Writer : Tomoya S.
Editor : Karen W., (Juri A.)
Translator: Juri A.
1. Have you ever thought of learning a new language?
Back in the day, we did not have so many foreigners in Japan and even did not have many connections with other countries. What about now? The demand for speaking a foreign language has been increasing in proportion with more non-Japanese citizens in Japan, and now Japan has developed to be a so-called “globalized society.” Some of you might have heard someone say, “English will be prevalent more and more in Japan and could be a common language (meaning a language spoken by everybody) in the future.” That might be one of the many reasons why many TIU students are passionate about learning new languages, especially English.
At TIU, you feel you are speaking well enough, because the listeners, for example, teachers and exchange students listen to you patiently and try to understand you well. However, still, some of you might feel, “I have to speak more fluently.” Therefore, we are going to go zero in on the idea of becoming fluent in another language, particularly in English, and whether or not fluency is important when learning a new language.
２, Advantages of Being Bilingual.
In this section, we are going to look at advantages and disadvantages caused by being bilingual. I think the advantage is widening a circle of your friends, interacting with people from foreign countries, and becoming flexible to intercultural communication.
In my view, most Japanese students tend to make friends after acquiring English speaking skills to some level. However, some also talk to them and challenge themselves even if they don’t feel confident in their English.
There may not be many disadvantages to being bilingual, but of course, it takes a lot of your time to learn a new language. It is a bit hard to express yourself in a foreign language when communication methods are different from your first language.
3. Do we need to be fluent in a second language?
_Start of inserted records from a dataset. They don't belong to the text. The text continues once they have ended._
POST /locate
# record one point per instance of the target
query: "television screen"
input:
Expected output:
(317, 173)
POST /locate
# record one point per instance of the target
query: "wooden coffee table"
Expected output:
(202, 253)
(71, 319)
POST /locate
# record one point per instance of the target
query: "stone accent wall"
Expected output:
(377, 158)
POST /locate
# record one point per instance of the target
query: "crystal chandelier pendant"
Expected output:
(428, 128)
Lastly, whether all the things you do to become a fluent speaker are worth the effort or not, this topic is still controversial. However, I insist we do not have to become fluent at a language. That is because the purpose of learning a new language is communication and getting the message across. However, perhaps if you speak the language with the proper flow and pronunciation, the listener will be able to understand better.
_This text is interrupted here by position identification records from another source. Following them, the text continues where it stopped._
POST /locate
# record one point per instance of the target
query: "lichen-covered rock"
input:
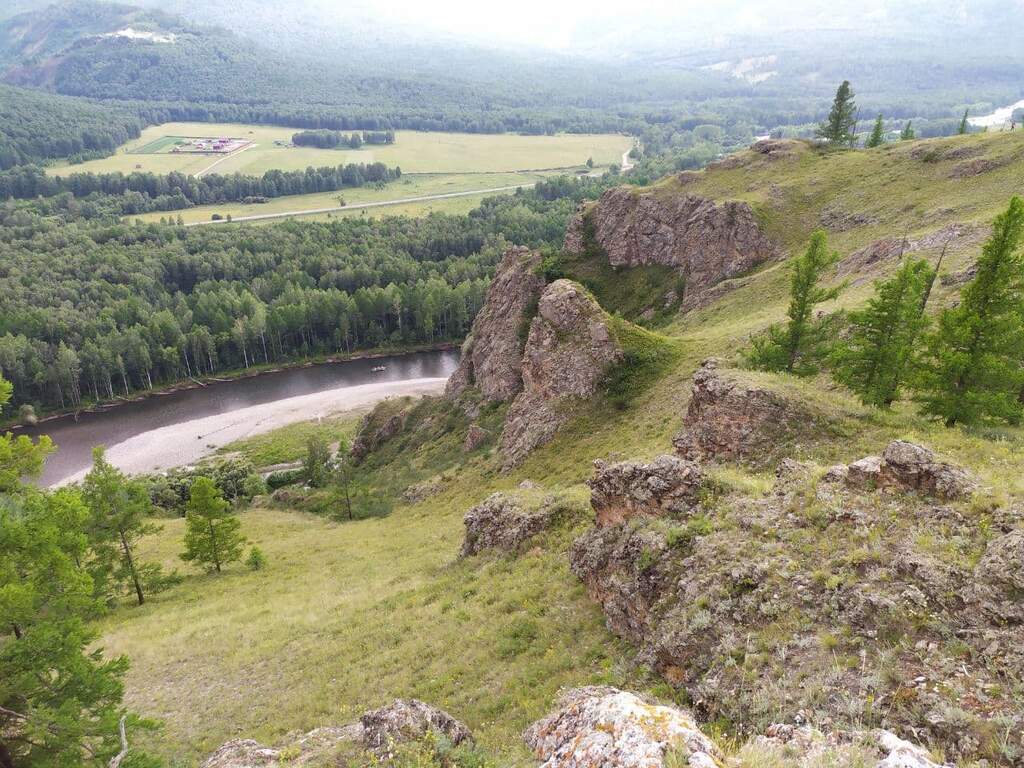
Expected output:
(616, 565)
(310, 749)
(569, 349)
(410, 720)
(492, 356)
(377, 428)
(998, 578)
(730, 419)
(475, 436)
(705, 241)
(667, 485)
(907, 466)
(601, 727)
(502, 521)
This book Language Practice for First covers the ways you better work first in learning a second language. Of course, to be a fluent speaker is not a number one priority, but the book explains speaking fluently is difficult if we mess up our grammar and vocabulary.
What did you think about this topic? I hope it helped boost your interest in learning new languages, particularly speaking in English or Japanese (if you are an E-track student) with TIU campus community members. I hope we can all overcome the fear of speaking a foreign language!